Hierarchical Concept-based Interpretable Models

ICLR 2026 Conference SubmissionAnonymous Authors

OpenReview Score: 6.0 Download Report PDF

Explainable Artificial IntelligenceConcept-based ExplainabilityConcept DiscoveryConcept HierarchyConcept Bottleneck ModelsConcept Embedding ModelsClusteringSparse Autoencoders

Modern deep neural networks remain challenging to interpret due to the opacity of their latent representations, impeding model understanding, debugging, and debiasing. Concept Embedding Models (CEMs) address this by mapping inputs to human-interpretable concept representations from which tasks can be predicted. Yet, CEMs fail to represent inter-concept relationships and require concept annotations at different granularities during training, limiting their applicability. In this paper, we introduce Hierarchical Concept Embedding Models (HiCEMs), a new family of CEMs that explicitly model concept relationships through hierarchical structures. To enable HiCEMs in real-world settings, we propose Concept Splitting, a method for automatically discovering finer-grained sub-concepts from a pretrained CEM’s embedding space without requiring additional annotations. This allows HiCEMs to generate fine-grained explanations from limited concept labels, reducing annotation burdens. Our evaluation across multiple datasets, including a user study and experiments on PseudoKitchens, a newly proposed concept-based dataset of 3D kitchen renders, demonstrates that (1) Concept Splitting discovers human-interpretable sub-concepts absent during training that can be used to train highly accurate HiCEMs, and (2) HiCEMs enable powerful test-time concept interventions at different granularities, leading to improved task accuracy.

Abstract:

Disclaimer

This report is AI-GENERATED using Large Language Models and WisPaper (A scholar search engine). It analyzes academic papers' tasks and contributions against retrieved prior work. While this system identifies POTENTIAL overlaps and novel directions, ITS COVERAGE IS NOT EXHAUSTIVE AND JUDGMENTS ARE APPROXIMATE. These results are intended to assist human reviewers and SHOULD NOT be relied upon as a definitive verdict on novelty.

NOTE that some papers exist in multiple, slightly different versions (e.g., with different titles or URLs). The system may retrieve several versions of the same underlying work. The current automated pipeline does not reliably align or distinguish these cases, so human reviewers will need to disambiguate them manually.

If you have any questions, please contact: mingzhang23@m.fudan.edu.cn

Overview

Overall Novelty Assessment

The paper introduces Hierarchical Concept Embedding Models (HiCEMs) and a Concept Splitting method to automatically discover fine-grained sub-concepts from pretrained concept embeddings. It resides in the 'Concept Bottleneck Models and Extensions' leaf, which contains six papers including the original work. This leaf sits within the broader 'Concept-Based Interpretability Architectures' branch, indicating a moderately populated research direction focused on architectures that explicitly incorporate human-interpretable concepts as intermediate representations during model design.

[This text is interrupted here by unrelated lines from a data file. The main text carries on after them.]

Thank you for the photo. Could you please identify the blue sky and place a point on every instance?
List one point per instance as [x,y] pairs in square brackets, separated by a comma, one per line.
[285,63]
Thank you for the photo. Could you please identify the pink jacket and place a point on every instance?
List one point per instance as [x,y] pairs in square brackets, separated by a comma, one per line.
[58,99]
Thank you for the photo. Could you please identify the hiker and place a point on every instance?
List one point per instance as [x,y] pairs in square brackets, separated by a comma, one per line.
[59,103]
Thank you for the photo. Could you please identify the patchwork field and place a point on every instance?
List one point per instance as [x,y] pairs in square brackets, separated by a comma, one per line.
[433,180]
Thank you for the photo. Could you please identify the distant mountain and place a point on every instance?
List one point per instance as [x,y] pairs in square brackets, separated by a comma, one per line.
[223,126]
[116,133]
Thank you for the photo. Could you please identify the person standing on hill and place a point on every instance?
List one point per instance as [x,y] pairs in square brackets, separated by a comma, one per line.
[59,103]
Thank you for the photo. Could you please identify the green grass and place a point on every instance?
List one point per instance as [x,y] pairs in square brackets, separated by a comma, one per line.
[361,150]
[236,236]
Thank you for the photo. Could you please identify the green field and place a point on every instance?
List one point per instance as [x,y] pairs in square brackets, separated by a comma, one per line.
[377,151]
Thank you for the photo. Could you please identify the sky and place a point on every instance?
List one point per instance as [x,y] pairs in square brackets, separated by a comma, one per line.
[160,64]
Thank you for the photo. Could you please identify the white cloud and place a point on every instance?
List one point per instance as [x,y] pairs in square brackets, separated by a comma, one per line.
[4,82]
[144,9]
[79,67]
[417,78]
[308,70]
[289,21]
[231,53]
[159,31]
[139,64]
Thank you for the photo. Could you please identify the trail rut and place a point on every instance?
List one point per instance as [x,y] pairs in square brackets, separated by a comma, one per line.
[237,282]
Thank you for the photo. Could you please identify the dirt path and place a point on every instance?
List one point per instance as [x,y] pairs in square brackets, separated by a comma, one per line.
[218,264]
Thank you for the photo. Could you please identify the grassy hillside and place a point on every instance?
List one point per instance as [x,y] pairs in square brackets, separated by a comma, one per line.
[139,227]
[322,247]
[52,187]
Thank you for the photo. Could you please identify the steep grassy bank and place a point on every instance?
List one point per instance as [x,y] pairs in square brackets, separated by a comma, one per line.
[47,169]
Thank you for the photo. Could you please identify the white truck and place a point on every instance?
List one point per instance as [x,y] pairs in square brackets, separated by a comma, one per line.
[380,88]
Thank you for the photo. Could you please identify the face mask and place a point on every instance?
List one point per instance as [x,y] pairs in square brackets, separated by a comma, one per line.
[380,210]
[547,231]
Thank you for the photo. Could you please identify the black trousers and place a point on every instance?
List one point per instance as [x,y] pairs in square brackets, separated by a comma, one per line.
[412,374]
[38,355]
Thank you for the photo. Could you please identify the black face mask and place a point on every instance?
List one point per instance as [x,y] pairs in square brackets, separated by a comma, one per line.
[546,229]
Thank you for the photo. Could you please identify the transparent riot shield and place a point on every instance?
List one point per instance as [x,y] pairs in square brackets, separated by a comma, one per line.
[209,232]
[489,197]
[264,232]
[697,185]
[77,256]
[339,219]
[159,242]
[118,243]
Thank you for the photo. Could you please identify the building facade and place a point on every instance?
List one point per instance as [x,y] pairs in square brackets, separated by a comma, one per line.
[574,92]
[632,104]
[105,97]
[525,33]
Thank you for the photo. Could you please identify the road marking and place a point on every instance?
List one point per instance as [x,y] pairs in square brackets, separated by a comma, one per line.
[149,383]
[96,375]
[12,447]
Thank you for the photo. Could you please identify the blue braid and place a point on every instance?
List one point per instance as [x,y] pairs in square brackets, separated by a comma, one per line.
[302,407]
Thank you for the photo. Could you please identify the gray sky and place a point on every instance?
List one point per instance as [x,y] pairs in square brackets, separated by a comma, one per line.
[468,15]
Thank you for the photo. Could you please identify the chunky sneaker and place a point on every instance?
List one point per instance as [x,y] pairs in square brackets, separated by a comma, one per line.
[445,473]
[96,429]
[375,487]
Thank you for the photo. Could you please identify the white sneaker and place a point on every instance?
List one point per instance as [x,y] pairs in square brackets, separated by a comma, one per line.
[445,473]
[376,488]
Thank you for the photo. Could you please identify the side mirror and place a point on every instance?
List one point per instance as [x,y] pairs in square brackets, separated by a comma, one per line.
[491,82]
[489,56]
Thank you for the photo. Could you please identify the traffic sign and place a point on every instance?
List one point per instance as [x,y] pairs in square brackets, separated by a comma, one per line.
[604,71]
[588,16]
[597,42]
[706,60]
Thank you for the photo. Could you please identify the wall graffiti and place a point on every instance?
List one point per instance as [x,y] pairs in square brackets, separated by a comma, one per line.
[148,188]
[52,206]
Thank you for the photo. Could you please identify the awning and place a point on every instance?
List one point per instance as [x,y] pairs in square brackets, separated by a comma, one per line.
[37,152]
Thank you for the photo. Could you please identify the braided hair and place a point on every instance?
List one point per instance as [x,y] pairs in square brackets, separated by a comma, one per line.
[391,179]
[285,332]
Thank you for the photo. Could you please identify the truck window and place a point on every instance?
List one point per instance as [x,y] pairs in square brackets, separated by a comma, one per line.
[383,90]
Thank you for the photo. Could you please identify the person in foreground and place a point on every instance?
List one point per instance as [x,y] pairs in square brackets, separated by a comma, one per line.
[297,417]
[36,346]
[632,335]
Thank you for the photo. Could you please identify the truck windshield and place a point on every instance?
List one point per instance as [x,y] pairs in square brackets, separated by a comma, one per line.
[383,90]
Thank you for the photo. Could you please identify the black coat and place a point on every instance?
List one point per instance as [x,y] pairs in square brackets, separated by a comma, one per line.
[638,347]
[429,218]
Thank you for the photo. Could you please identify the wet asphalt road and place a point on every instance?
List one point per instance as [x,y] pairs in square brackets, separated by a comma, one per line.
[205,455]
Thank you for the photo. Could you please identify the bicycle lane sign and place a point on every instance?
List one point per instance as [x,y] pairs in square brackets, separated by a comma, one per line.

The taxonomy reveals neighboring leaves addressing related but distinct approaches: 'Part-Whole Hierarchical Architectures' explores parsing inputs into dynamic part-whole structures, while 'Semantic Tree and Taxonomy-Driven Architectures' embeds predefined hierarchical taxonomies into network structure. The sibling papers in the same leaf include works on hierarchical concept bottlenecks and tabular concept bottleneck models, suggesting active exploration of structured concept representations. The paper's focus on learning hierarchical relationships from limited annotations distinguishes it from methods requiring extensive predefined taxonomies or post-hoc concept extraction.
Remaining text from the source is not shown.